There are three assets we want our clients to have:

  • A business
  • Cash Value Life Insurance
  • Real Estate

Why you ask???

Because these are what the IRS says are the most tax efficient.  If you only have one of these then we can help you get the other two.  But if you don’t have any of these then you need to figure out how to get one so you can get two then three.

If you have other assets beside these three then you may have a tax problem. If not now then you will have one later.

You see each asset has a life cycle.  There are three stages to an asset.

Beginning = Contribution

Middle = Accumulation

End = Distribution

The IRS has guidelines of how they tax each asset in each part of the asset’s stage (life cycle).  So for example let’s start off with an easy asset, cash.

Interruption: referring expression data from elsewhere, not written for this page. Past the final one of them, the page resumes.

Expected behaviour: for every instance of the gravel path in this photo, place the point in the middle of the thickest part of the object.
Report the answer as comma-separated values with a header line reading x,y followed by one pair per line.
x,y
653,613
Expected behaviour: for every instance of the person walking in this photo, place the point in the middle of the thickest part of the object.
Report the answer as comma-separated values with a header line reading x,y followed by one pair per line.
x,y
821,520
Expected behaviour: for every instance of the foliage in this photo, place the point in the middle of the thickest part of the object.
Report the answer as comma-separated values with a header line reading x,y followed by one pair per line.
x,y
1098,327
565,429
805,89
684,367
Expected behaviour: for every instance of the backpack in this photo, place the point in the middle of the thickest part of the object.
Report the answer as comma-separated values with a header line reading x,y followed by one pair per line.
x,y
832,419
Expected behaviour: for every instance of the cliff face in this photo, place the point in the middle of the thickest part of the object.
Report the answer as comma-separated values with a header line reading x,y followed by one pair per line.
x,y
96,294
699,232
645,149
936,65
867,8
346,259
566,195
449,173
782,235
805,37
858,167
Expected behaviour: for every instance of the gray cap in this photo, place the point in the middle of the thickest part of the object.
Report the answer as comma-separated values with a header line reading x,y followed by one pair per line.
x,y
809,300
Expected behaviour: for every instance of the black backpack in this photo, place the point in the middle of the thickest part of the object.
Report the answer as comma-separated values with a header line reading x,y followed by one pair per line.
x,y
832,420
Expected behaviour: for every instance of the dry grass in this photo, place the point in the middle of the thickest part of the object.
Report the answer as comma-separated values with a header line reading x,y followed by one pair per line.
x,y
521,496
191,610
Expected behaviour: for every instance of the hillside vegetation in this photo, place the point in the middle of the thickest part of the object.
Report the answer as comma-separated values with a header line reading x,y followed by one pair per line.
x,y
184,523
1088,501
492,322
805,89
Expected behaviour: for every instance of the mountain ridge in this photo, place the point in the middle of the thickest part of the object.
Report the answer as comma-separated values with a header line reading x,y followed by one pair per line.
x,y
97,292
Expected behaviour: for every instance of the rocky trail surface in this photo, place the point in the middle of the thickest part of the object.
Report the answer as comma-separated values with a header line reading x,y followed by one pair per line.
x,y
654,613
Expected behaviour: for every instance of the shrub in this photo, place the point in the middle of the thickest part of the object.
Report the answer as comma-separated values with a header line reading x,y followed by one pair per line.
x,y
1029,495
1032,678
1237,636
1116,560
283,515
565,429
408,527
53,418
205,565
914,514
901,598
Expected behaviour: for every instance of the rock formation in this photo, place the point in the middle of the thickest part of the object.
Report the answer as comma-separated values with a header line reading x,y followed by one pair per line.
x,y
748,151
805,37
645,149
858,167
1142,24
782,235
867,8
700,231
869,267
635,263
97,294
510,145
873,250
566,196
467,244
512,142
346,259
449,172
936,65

When you have cash it has to have come from somewhere, typically as income from another asset like your job.  So you earn a paycheck (W2 income) from your employment which is taxed as ordinary income. So when it has hit your checking account (cash) it is net income or post tax income.

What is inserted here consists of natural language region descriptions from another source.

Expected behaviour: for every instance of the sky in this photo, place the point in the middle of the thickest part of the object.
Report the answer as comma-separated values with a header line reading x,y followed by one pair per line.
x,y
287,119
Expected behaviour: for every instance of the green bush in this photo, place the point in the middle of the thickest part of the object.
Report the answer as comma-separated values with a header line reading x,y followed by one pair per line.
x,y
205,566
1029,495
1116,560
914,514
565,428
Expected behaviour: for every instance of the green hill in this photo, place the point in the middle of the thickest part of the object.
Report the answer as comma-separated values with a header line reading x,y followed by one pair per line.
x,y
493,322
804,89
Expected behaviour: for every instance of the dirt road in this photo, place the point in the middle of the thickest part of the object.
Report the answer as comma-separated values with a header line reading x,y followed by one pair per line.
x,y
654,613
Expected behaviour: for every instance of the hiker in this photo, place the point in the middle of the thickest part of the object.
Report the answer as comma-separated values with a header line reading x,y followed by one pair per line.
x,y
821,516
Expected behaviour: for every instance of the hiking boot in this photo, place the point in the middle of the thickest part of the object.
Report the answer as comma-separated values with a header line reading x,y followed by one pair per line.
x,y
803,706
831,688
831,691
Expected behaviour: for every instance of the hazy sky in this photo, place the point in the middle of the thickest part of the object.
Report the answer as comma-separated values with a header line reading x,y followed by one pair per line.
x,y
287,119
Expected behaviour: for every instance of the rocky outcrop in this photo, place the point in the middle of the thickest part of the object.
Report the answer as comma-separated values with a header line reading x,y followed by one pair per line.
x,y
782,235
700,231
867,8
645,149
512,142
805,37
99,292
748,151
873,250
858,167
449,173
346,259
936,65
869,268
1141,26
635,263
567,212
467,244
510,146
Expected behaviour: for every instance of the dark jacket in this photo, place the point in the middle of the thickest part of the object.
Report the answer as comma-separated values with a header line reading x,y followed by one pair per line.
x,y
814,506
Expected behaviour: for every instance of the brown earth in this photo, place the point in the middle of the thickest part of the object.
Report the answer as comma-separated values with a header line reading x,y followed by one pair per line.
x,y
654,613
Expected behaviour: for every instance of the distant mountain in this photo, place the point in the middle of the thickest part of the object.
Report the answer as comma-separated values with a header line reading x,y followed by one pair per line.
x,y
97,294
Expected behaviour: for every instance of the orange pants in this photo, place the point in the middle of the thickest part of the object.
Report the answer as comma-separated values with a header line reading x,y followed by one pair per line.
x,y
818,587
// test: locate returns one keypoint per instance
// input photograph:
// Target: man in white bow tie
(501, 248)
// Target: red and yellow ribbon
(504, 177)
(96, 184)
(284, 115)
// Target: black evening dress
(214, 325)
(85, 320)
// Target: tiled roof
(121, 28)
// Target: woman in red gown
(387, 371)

Now that it is in your checking account what can you do with it? You can transfer it to your savings account where you earn an interest rate form your bank.  That is the beginning (contribution) of this asset.  Let’s say 2%, I know generous but we will say 2% anyways. That is the middle (accumulation) of this asset.

$1,000 x 2% = $20

At the end of the year what happens to the $20? The bank sends you a 1099 saying you earned $20 in income at which time you have to place it on your personal tax return as income.  That’s the end (distribution) of this asset.

So taxed as income when you received it and any growth is taxed as income.  Cash as an asset was taxed at each stage.

This is what we mean by the IRS has guidelines of how they tax each asset in each part of the asset’s stage (life cycle).